Medicine is not an isolated sector of society but is closely interwoven with it. The principles by which a society’s political order is structured will therefore also influence the organization of the healthcare system embedded in that society. An authoritarian state like China can easily impose medically questionable measures to contain the COVID-19 pandemic—such as forcing megacities like Shanghai into weeks-long lockdowns. In contrast, much less stringent measures in Western democracies already lead to partly massive and even violent protests, and are sometimes overturned by courts.

Just as healthcare is closely connected to society, so too is medical research. The majority of this research is funded with public money. The main reason for this is that society hopes to gain social benefits from this investment in medical research. Although the connection between practical benefits and public funding seems plausible, its implementation raises many questions—such as how ‘social benefit’ should be measured, by what criteria the available funds should be allocated, and who is allowed to participate in this negotiation and distribution process.

Scientific progress, especially in groundbreaking discoveries or inventions, takes new directions, which often means that previously accepted hypotheses or theories are questioned. This frequently leads to controversial discussions among experts about the validity of a discovery or invention. Without free and critical discussion, even of controversial topics, science would likely develop much more slowly and less successfully. A key demand on the government is to secure places for scientific freedom of thought and the exchange of ideas (within the limits of freedom of speech, of course). Developments such as the so-called cancel culture and the recent protests, particularly at American universities, show that freedom of thought must be protected against destructive developments outside and inside the university.

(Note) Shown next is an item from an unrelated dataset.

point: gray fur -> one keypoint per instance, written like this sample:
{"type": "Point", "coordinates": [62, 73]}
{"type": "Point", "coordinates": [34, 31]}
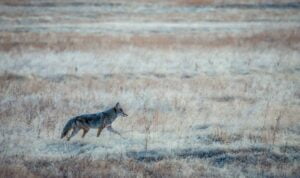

It can be noted that medical research in liberal democracies has a certain credibility. By comparison, if one considers how China’s autocratic leadership suppresses and silences critics of its COVID strategy while implementing draconian and scientifically questionable measures to contain the pandemic as a 'people's war against the virus,' it becomes clear what we stand to lose. The fantasies of then president Donald Trump regarding his competence as the top COVID fighter show how quickly a system of scientific advice to society, proven over decades, can come under pressure.

The hope that successful medical research alone is enough to secure its own financial and institutional future is deceptive. On the one hand, other societal sectors, such as education or national defense, have their own success narratives, with which modern medicine competes for societal and political attention. On the other hand, events beyond the control of science—such as a war—can occur, potentially diverting societal attention away from science.

Whether medicine will succeed in overcoming the challenges it faces on its path into the future remains to be seen. Given the success of modern medical science, the effort is certainly worthwhile.


For a more detailed discussion of these and other problems connected to the development of a future medicine see: Felix Thiele (2024). Medizin im Wandel. Aufbruch in eine ungewisse Zukunft. Brill/Mentis.